Sarah Ransome chose the Garraf area to hide between 2018 and 2021, after coming forward and starting litigation in 2017 against Jeffrey Epstein for the abuse she endured at the hands of the late convicted sex offender and his closest confidante, the jailed sex trafficker Ghislaine Maxwell.
In a recent interview in L’Eco with two Italian journalists living in Sitges, Giorgio Ragnoli and Elena Affinito, Ransome, who now lives in London, talked about the drama she lived and how she came to spend three years in the Blaumar urbanisation, in the Els Colls area of Sant Pere de Ribes.

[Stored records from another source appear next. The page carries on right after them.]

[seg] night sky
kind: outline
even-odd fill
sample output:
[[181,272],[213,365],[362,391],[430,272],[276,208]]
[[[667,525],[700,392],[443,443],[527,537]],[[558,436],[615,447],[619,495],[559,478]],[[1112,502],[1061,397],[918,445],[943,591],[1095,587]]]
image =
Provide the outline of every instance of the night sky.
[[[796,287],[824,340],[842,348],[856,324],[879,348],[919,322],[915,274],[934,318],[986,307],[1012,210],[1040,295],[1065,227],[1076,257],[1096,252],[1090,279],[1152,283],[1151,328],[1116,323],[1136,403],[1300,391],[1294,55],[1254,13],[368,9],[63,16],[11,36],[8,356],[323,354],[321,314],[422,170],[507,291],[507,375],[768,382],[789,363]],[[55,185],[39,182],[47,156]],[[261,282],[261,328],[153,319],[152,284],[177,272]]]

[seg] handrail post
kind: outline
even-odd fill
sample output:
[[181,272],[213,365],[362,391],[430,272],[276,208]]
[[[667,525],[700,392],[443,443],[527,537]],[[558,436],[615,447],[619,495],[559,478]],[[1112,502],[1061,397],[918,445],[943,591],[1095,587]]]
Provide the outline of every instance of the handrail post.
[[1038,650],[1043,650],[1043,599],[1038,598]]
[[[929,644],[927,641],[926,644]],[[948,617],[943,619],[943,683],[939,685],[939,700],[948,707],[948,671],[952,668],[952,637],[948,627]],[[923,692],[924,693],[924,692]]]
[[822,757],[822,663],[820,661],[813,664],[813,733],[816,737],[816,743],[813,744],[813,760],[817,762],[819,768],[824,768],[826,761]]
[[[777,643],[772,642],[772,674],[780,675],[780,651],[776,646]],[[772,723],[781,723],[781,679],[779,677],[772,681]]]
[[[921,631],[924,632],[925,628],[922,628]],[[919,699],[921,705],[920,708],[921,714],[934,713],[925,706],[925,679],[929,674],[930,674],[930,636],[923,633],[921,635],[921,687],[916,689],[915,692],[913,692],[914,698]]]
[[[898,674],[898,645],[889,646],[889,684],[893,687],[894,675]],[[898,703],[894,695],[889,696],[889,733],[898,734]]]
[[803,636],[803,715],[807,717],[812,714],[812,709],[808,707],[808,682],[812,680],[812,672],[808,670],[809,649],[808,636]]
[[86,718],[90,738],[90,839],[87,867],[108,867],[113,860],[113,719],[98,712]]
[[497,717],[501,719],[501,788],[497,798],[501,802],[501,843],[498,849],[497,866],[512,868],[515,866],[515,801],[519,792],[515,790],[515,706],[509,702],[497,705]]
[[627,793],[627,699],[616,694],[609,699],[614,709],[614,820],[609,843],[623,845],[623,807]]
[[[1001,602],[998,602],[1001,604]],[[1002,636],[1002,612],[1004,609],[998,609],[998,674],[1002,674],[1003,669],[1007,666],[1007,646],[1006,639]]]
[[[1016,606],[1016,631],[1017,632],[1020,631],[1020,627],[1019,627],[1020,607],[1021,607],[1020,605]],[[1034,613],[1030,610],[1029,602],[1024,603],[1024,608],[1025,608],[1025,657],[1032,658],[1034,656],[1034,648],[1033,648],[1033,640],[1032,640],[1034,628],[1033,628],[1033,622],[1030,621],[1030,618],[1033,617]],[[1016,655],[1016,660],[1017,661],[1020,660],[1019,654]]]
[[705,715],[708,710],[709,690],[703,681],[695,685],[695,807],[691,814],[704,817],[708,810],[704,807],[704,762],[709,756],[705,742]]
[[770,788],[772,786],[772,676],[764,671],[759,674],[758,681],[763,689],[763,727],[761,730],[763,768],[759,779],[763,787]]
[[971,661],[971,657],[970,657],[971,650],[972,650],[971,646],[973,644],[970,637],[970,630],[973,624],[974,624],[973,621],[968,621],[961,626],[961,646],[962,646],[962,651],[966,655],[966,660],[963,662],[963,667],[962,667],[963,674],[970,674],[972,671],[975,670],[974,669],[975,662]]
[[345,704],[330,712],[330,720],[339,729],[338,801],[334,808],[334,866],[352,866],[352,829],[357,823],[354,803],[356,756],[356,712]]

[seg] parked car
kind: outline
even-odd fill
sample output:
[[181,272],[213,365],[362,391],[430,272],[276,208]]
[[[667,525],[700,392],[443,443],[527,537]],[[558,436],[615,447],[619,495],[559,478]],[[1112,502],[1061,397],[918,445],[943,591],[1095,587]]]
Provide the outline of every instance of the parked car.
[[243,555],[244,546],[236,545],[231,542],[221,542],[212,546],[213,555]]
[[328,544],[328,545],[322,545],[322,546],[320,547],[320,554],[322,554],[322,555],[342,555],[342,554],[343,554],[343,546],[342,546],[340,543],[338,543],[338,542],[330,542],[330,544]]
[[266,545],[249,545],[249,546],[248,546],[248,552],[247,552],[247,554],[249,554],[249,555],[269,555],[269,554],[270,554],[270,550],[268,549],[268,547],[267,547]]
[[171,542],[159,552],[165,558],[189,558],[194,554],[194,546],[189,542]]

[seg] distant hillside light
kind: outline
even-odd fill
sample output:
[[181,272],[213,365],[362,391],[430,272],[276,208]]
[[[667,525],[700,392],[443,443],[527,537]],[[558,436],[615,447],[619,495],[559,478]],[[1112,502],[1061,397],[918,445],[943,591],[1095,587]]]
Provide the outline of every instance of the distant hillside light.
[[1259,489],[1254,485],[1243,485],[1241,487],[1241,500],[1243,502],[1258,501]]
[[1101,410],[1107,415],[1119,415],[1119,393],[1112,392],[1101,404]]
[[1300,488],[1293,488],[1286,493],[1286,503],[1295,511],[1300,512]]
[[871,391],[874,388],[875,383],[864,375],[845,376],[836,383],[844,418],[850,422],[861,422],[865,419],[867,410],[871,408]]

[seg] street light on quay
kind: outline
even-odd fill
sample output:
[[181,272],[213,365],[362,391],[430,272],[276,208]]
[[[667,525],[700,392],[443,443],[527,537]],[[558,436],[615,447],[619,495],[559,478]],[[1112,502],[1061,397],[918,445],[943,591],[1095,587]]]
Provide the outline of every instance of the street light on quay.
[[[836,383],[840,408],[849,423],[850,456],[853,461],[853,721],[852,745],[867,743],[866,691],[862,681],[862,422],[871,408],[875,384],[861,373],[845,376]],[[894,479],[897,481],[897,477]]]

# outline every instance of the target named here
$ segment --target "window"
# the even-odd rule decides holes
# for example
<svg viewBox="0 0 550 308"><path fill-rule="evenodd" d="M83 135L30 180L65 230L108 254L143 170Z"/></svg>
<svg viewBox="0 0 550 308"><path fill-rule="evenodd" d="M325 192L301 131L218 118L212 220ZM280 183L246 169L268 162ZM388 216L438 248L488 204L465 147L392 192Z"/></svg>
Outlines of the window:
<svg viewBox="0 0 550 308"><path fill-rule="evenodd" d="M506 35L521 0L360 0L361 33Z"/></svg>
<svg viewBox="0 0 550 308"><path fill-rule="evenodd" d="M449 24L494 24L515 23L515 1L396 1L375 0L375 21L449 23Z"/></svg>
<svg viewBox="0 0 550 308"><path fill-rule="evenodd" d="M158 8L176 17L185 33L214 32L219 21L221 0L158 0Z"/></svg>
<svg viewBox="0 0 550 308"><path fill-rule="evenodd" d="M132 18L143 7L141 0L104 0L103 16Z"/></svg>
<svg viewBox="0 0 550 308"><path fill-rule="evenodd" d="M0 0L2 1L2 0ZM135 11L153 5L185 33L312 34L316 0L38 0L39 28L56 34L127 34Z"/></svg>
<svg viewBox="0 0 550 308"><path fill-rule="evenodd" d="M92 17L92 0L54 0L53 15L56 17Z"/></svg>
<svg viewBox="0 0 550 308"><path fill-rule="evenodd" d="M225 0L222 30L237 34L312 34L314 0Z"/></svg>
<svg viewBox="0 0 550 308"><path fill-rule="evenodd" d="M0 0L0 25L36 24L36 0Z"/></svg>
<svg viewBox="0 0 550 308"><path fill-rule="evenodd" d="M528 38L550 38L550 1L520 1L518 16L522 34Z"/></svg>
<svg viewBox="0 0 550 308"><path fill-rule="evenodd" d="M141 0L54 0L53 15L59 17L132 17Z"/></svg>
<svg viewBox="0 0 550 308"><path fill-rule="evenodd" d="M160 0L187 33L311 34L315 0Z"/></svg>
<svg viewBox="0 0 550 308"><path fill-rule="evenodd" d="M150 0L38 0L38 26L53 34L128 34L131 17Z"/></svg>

Ransome also appeared in an episode of the Netflix series Filthy Rich about the billionaire financier and sexual predator Epstein, and which was partly shot in Sitges and El Colls.
In 2006, after moving to New York at the age of 22 to study fashion, Ransome was recruited into what is now regarded as one of the most high-profile sex trafficking rings in history, headed by Epstein and orchestrated by Maxwell. For nearly a year, Ransome was subjected to regular mental and physical abuse by the pair including starvation, body shaming, and rape.
Ransome sued Epstein, Maxwell and others in 2017 regarding these allegations and settled the civil action two years later for an undisclosed amount. Maxwell had denied the allegations in the lawsuit. Since Maxwell’s later conviction for sex trafficking, Ransome has published an autobigraphy, Silenced No More: Surviving My Journey to Hell and Back (Harper Collins).
After coming forward in 2016, Ransome has said she ‘went into hiding in Spain’ and that she ‘didn’t speak one word of English for two years’, except to her partner. She said that she has evidence that Epstein was looking for her during the litigation in 2017, and that he had tracked her down to Barcelona.
In the interview with L’Eco, Ransome recalls the good memory she has of Sitges and El Colls. ‘I immediately fell in love with Sitges’, she said, adding that ‘one of the most important aspects was the wonderful nature of the Garraf’. She said: ‘The natural element is essential for my personal well-being and balance. Waking up at dawn and watching the sun rise over the sea was like medicine for the body and soul, a cure for emotions.’
The full interview (in Catalan) appears in the current edition of L’Eco (20 May).